熱々おでん777

羊蔵

熱々おでん777


 メルカリで呪いの猿の手を買った。

 毎朝七時に自分へ使用するためだ。あえてね。

 人生において、まったく不幸に遭わずに生きるのは不可能だ。

 ならば、一日の不幸を一カ所にまとめれば良い。

 予測不可能な不幸を前倒しで、予測可能な不幸にするのだ。

 そのために俺は完璧なシステムを構築した。


 まず玩具のスロットを用意する。

 スロットの下には天秤が設置してある。

 777が揃うと、メダルが百枚落ちて、天秤を傾ける。

 降りてきた天秤によってドミノが倒される。

 ドミノが進んで振り子やらボーリング玉を起動させる。

 結果、何やかんやで俺に熱々のおでんがぶっかかるという仕組みだ。


 要は777が揃うことである。

 毎朝、俺は猿の手でスロットを押す。

 手は呪いの道具なので、俺を不幸にするよう確率へ働きかける。

 つまり777を揃えて俺へ熱々おでんをぶっかける。

 これで禊ぎ終了。

 その日一日、もう不幸は起こらない。


 この仕掛けを作ってから俺は無敵だ。

 ミスが減り遅刻もなくなり、自信がついたせいか営業成績もアップ。

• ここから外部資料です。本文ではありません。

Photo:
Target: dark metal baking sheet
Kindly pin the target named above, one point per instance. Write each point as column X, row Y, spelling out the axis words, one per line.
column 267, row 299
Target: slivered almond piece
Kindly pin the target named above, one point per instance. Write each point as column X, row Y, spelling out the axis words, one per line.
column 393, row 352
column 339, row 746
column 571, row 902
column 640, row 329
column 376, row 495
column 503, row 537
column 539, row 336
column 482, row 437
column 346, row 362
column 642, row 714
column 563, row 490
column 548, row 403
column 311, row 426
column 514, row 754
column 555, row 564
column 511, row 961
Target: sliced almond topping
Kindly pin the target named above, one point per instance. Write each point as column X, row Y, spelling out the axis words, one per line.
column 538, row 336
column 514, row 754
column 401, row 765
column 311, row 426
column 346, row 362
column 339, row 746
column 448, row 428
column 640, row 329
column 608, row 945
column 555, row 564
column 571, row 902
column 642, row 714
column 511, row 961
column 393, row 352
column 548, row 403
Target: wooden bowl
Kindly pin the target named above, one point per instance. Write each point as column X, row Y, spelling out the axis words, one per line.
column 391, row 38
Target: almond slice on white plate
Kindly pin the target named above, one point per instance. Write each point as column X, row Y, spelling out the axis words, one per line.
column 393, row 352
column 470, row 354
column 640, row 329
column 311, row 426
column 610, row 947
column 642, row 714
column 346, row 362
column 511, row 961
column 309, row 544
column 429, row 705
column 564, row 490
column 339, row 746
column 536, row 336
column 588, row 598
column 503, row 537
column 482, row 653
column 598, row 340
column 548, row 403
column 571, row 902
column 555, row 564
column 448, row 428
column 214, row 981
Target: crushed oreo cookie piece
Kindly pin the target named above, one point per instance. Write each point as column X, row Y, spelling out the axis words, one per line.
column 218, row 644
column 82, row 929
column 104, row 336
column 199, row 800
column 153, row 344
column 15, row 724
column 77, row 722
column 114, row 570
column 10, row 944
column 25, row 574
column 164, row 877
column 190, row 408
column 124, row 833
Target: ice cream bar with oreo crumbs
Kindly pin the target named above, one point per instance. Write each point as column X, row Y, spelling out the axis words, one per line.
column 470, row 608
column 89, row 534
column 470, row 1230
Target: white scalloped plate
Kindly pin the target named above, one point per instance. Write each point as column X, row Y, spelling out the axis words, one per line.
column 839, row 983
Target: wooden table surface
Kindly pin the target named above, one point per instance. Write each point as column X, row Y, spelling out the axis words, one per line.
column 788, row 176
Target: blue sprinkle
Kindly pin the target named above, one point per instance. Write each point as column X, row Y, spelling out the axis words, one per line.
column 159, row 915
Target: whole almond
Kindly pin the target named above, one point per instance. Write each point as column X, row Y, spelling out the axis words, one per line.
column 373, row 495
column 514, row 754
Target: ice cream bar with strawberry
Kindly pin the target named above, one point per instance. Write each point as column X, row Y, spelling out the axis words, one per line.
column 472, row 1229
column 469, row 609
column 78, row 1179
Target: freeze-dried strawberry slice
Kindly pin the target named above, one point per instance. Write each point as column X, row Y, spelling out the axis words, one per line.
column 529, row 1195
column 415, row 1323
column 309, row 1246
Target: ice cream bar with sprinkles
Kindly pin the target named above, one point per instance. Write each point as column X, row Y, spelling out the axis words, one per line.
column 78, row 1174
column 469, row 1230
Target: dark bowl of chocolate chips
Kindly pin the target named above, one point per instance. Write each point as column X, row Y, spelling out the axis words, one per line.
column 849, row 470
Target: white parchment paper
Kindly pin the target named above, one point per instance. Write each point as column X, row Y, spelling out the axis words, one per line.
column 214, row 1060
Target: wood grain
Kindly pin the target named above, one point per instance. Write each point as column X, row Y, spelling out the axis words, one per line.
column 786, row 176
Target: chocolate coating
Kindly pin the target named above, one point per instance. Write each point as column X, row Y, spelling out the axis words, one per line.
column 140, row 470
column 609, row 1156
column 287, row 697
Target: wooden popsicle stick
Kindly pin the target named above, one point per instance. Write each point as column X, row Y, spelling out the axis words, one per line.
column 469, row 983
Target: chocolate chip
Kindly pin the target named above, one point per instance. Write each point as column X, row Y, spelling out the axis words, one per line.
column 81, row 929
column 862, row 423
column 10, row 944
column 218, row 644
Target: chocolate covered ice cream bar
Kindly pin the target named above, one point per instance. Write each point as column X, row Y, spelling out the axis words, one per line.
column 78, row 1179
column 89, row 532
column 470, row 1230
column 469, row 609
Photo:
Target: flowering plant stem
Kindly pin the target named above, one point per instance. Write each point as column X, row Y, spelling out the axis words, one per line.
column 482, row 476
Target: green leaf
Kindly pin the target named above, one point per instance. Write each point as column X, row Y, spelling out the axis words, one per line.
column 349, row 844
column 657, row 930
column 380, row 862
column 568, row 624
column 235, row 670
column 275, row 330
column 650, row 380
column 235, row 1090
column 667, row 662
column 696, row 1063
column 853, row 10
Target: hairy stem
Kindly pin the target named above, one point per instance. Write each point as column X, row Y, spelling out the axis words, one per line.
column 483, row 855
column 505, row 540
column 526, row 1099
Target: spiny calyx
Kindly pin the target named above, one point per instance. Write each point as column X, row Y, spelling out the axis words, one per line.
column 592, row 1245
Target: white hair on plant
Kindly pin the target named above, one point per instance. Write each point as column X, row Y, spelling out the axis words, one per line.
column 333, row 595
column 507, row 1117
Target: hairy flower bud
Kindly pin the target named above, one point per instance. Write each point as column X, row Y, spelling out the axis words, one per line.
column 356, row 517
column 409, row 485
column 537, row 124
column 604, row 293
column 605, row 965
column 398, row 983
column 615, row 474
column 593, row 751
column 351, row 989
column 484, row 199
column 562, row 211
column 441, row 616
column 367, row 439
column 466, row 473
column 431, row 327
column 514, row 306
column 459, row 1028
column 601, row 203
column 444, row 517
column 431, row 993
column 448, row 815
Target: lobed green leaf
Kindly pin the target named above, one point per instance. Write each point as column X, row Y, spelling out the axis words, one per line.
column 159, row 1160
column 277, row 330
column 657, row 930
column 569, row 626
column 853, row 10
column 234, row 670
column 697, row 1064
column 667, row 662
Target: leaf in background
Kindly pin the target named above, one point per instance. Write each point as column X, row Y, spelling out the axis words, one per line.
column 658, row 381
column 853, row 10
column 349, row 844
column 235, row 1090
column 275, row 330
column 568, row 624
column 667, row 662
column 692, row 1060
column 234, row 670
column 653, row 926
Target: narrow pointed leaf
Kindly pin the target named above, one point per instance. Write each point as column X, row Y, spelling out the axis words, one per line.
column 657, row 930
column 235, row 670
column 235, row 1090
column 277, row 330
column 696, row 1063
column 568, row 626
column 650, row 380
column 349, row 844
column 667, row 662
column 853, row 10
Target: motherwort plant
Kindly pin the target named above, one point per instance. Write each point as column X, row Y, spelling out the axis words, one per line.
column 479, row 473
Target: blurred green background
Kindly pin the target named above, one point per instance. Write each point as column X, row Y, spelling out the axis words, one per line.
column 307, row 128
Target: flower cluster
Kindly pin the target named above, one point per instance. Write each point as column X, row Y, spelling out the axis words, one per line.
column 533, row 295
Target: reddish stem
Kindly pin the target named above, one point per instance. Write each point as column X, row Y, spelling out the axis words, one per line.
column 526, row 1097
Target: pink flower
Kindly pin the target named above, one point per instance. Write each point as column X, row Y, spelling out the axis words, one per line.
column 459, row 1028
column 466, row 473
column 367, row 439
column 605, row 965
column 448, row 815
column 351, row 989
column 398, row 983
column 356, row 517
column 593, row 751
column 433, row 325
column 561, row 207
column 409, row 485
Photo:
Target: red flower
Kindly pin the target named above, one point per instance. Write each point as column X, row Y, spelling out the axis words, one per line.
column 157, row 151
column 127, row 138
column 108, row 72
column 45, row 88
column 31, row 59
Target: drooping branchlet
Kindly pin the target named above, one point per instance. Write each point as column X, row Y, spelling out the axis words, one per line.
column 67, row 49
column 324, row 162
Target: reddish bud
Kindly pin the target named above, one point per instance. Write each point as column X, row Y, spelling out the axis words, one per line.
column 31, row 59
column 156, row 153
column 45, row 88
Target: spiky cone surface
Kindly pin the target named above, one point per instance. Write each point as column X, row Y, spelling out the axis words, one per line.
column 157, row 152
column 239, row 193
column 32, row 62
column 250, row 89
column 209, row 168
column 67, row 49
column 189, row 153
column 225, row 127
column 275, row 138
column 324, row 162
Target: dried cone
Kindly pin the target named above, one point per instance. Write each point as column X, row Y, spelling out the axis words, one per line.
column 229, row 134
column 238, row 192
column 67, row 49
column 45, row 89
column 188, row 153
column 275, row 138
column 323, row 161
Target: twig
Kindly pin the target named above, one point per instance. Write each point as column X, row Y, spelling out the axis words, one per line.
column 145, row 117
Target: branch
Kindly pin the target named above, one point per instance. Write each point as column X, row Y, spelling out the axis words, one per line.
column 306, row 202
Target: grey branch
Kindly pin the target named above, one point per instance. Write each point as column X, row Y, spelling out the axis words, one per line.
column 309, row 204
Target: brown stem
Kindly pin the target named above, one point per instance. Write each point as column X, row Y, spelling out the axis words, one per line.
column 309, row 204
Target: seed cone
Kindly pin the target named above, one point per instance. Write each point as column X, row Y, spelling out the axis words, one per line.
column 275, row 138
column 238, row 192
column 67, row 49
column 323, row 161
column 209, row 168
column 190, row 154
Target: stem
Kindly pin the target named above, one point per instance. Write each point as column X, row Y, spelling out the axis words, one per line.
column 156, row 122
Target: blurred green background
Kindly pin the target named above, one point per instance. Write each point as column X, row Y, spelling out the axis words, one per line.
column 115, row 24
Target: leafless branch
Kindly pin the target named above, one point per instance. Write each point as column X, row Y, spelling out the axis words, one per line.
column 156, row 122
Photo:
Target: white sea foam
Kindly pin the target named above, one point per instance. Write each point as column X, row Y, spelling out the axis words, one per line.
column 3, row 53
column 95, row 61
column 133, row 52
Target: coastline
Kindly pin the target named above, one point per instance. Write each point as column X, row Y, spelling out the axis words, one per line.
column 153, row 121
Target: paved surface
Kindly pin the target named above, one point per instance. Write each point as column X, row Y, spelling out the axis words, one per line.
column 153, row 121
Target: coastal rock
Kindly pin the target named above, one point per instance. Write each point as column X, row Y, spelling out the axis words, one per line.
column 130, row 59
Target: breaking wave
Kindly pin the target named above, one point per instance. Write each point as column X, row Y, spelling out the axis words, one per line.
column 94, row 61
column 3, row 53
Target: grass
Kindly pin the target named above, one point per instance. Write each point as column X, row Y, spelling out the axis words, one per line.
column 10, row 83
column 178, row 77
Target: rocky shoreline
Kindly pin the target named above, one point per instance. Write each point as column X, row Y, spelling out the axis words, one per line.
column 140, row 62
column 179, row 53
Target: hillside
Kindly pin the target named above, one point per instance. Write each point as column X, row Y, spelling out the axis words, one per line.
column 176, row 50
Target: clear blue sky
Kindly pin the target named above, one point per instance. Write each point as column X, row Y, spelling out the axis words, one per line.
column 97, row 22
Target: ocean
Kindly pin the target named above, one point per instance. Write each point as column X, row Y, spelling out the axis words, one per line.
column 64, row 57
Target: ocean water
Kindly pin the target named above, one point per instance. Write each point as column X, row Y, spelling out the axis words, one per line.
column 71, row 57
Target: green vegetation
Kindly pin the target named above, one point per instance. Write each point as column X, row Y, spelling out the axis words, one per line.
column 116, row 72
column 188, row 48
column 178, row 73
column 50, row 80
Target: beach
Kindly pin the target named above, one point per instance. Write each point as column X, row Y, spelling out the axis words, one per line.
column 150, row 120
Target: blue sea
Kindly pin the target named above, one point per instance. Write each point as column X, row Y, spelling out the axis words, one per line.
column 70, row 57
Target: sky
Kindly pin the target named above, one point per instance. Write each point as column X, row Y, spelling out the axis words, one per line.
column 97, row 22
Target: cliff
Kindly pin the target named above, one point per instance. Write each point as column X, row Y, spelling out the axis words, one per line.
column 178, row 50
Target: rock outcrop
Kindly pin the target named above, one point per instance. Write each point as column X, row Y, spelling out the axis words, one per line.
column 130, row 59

女子社員からもモテはじめ、先日などはプレゼントを贈られた。

 すべては呪いの猿の手のおかげです。呪い最高。


 などといって、今朝、スロットを押した時のこと。

 ドミノが倒れていく間に、俺は鞄の中から袋を発見した。

 女子社員に貰ったプレゼントだ。開けてみて絶叫した。

 『幸運の招き猫キーホルダー』だった。

 こんなものを持っていたら『熱々おでん猿システム』にどんな影響を及ぼすか知れない。

 俺は窓が割れるのも構わず、全力投球で投棄した。

 素速い判断が功を奏して、熱々のおでんは無事、俺の顔面にヒットした。


 それにしても危なかった。

 俺は電話で直接文句をいってから、招き猫女のアドレスを消去する。

 いったいどういうつもりだクソ野郎。

 ともかくこれで平穏が守られ、俺の絶頂期は続くわけである。


 『熱々おでん猿システム』。あなたもいかがだろうか。